Speaker
Dr. Chris Dupont
Speaker's Institution
Microbial and Environmental Genomics Group, J. Craig Venter Institute
Date
20141028
Time
4:00 PM
Location
Anatomy/Zoology Building W118
Mixer Time
3:30 PM
Mixer Time
Anatomy/Zoology Building E112
Calendar (ICS) Event
Additional Information

Since 2003, the J. Craig Venter Institute has conducted a study of marine microbial communities using shotgun sequencing.  Samples have been collect from every ocean, several major inland seas, lakes, and the Amazon River.
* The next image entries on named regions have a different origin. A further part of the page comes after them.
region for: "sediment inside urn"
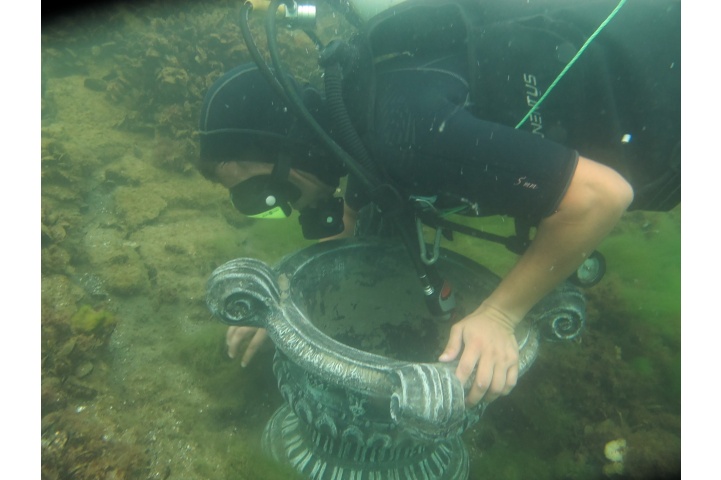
[286,253,480,362]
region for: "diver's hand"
[438,305,518,406]
[225,327,268,367]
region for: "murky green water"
[41,1,681,480]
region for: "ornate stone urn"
[206,239,585,480]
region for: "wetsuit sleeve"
[368,60,578,222]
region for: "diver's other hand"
[438,305,518,406]
[225,327,268,367]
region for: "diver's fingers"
[225,327,258,358]
[240,328,268,367]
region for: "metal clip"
[416,217,443,265]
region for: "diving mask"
[230,175,300,218]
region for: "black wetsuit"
[346,0,680,222]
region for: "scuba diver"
[198,0,680,406]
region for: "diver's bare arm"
[440,157,633,404]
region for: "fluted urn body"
[207,239,585,480]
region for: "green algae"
[70,305,117,333]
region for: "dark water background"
[41,0,681,480]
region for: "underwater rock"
[83,78,108,92]
[101,261,150,296]
[115,185,168,230]
[70,305,116,333]
[40,274,85,317]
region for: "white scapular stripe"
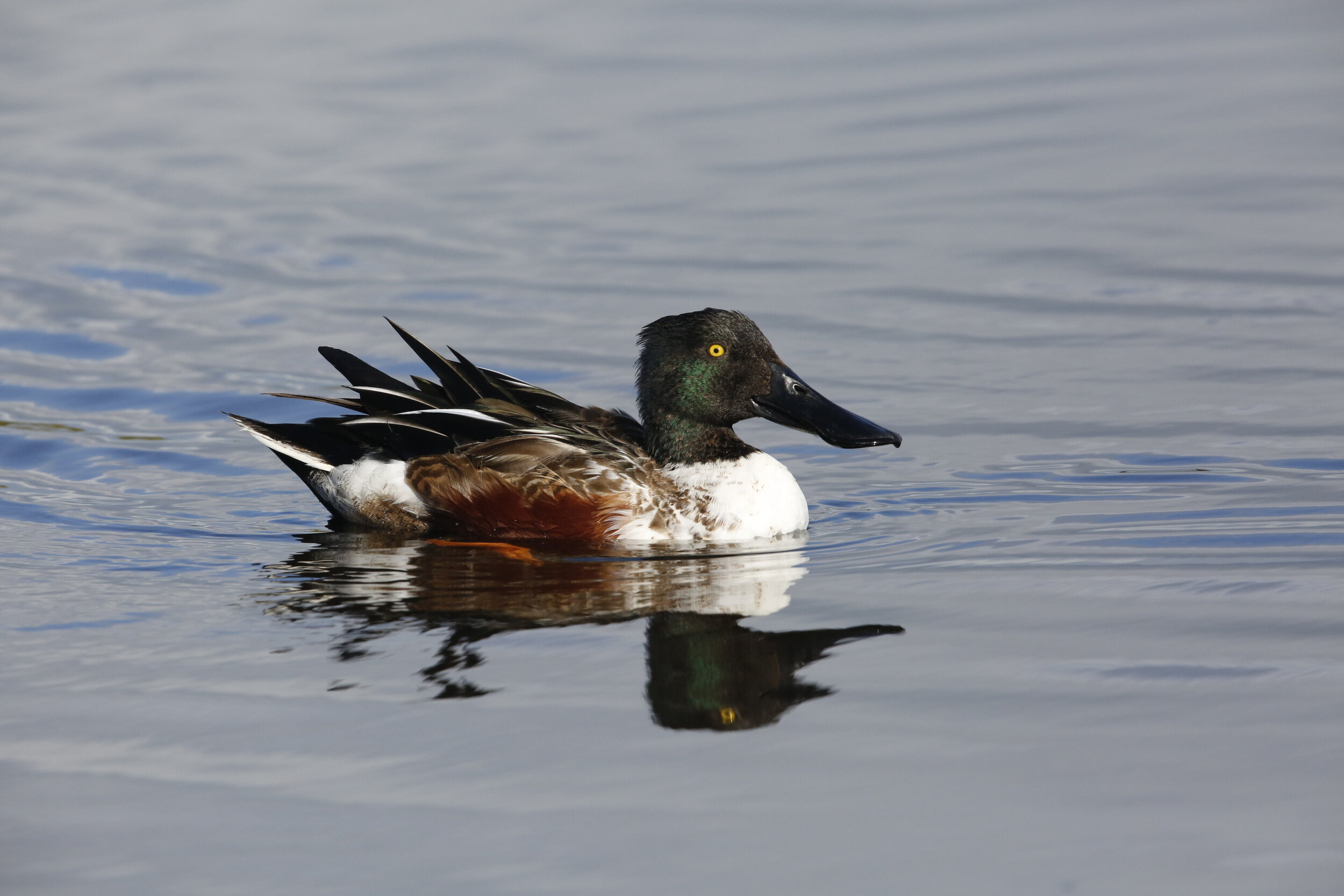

I will present two studies emerging from this dataset.  The first examines the results of a collaborative survey with the Scripps Institution of Oceangraphy in the eastern subtropical Pacific.  Here, metagenomics and metatranscriptomics were used to examine marine microbes across gradients in light and primary productivity.  The results highlight a discordance between genomic abundance and transcriptional activity, and suggests that relatively rare, but fast growing bacteria contribute disproportionately to biogeochemical processes.  The results also suggest that a previously overlooked  class of algae, the Pelagophyceae, contribute disproportionately to nitrate reduction.  Second, I will present  a  metagenomic assembly generated from 227 surface ocean metagenome.  This assembly, 3Gbp in total including over 9000 contigs greater than 30kbp in length, provides core and pan genomes for roughly 85% of the taxa found in the ocean, the vast majority of which are still uncultivated.  Multivariate analyses identify the environmental variables, specifically temperature and chlorophyll a, that drive differentiation within these uncultivated lineages and between communities.  Finally, select metabolic insights into what was previously biological dark matter will be presented.